Tuesday, March 25, 2008

Mazaher from Maghdousheh

This is the season of mazaher (orange blossom water) in Lebanon. Mazaher is made by distilling the flowers of the bitter orange (Citrus aurentium) , and is very popular in Lebanon where it is used for perfuming sweets and in drinks. The season is very short (mid March to early April) and this year it has been shortened even more by two khamseen events which brought temperatures up to 33 celcius with hot dry winds.

One of the most famous mazaher in Lebanon is made in the Southern village of Maghdousheh, right above the city of Saida. In spring, Maghdousheh smells like paradise because of the thousands of bitter orange trees that come into flower at the same time. This is where I went today to take pictures for a forthcoming website (and book) on traditional Lebanese foods. Above is a photo of a man harvesting the orange blossoms in a sea of trees.

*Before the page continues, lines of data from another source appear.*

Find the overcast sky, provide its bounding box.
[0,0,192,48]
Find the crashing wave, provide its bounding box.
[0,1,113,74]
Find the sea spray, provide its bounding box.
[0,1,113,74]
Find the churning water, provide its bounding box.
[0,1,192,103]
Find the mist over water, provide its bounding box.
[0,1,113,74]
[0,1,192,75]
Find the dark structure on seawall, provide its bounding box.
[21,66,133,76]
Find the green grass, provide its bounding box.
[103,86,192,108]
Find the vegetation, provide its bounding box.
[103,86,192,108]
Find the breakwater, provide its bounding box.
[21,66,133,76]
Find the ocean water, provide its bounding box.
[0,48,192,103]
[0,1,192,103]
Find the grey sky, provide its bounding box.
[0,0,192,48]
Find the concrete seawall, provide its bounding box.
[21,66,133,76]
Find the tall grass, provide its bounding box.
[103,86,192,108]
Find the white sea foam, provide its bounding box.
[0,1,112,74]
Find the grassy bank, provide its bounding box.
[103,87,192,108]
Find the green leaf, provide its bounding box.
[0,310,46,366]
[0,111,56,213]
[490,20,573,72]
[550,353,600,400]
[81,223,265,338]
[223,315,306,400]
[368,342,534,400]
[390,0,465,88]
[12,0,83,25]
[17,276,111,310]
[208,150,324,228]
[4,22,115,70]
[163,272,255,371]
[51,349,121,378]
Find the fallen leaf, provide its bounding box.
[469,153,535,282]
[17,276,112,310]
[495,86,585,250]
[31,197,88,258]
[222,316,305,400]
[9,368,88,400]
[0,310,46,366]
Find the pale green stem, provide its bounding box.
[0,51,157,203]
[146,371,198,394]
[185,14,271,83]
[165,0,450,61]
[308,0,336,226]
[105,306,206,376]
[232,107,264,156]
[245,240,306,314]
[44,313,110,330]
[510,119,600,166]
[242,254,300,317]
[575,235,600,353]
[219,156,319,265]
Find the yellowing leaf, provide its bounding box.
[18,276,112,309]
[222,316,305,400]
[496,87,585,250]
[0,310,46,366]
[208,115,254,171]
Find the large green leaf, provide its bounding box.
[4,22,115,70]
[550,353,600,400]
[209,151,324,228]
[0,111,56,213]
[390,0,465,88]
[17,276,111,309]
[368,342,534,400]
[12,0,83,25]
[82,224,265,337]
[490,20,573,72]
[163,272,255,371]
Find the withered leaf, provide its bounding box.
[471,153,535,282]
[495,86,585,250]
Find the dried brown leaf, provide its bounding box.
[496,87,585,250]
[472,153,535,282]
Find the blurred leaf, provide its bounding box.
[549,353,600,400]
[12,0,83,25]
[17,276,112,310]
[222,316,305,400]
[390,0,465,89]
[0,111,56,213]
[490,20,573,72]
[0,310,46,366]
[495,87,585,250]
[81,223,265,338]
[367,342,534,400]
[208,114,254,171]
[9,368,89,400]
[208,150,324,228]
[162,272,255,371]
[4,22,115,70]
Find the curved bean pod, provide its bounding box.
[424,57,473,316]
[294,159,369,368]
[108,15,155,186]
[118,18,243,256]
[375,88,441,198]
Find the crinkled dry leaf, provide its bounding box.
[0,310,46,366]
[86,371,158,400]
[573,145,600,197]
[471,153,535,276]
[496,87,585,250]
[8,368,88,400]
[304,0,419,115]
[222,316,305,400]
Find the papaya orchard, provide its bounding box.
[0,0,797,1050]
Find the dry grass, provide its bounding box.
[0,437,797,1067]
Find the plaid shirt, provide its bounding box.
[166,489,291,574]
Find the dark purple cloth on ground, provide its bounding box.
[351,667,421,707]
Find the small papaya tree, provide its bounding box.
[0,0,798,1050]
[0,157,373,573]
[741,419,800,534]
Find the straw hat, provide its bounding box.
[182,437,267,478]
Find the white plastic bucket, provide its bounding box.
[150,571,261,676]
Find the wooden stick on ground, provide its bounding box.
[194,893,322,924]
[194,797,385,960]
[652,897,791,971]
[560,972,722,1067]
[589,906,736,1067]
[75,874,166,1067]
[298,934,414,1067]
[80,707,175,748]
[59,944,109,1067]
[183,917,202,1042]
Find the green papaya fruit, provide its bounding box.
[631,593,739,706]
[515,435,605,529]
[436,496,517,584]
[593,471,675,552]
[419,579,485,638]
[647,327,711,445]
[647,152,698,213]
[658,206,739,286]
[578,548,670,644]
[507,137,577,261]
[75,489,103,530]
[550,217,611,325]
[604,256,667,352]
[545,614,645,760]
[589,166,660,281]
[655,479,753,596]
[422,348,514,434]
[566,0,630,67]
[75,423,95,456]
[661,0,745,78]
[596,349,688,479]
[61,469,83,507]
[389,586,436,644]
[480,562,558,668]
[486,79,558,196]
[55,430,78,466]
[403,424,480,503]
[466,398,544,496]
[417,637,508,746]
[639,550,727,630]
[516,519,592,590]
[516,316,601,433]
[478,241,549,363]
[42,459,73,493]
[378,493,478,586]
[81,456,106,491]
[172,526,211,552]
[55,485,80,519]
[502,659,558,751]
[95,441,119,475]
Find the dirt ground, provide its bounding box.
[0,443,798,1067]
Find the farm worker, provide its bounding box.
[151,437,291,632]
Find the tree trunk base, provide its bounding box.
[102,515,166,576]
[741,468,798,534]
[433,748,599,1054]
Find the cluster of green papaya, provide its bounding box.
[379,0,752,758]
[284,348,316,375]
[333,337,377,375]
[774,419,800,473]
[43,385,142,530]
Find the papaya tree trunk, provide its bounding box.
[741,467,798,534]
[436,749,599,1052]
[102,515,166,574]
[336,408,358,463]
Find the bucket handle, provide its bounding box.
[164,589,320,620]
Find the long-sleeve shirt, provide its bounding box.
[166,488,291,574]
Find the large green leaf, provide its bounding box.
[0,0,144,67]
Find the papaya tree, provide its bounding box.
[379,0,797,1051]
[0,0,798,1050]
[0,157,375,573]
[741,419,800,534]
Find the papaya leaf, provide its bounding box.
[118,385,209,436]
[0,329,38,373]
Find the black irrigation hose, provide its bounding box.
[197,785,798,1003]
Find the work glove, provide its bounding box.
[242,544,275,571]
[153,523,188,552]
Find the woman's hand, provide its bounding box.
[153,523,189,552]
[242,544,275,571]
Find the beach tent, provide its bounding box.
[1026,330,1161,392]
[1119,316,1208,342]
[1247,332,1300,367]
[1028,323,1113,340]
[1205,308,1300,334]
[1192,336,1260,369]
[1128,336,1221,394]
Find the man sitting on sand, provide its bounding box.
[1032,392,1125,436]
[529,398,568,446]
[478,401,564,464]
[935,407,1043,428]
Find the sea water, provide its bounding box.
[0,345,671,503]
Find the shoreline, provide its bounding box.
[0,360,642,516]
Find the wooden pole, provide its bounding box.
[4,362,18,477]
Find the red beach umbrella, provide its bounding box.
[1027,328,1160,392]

Here's a close up of the fragrant orange blossom.

And here's a proud producer showing his precious mazaher, with behind him the wood-fired alembic.

1 comment:

Leila said...

I am so excited. My aunt (mar't 'ammi) Amal Khoury is from Maghdoushe and I have a half liter of her mazaher. As I've said elsewhere, my mother used it as social currency when she was teaching at AUB. Her Beirut colleagues thought she wasn't very fancy, which she isn't - she's more of a frugal, modest Protestant lady and doesn't wear lots gold or any couture; but they were REALLY impressed that she had access to large quantities of Maghdoushe mazaher. Mom gave bottles of it away to great acclaim.

These Beirut colleagues and friends never came down south to visit, by the way. THe idea of going to Mieh-Mieh (30 minutes from Beirut) was too foreign. But they'll take the mazaher, yes!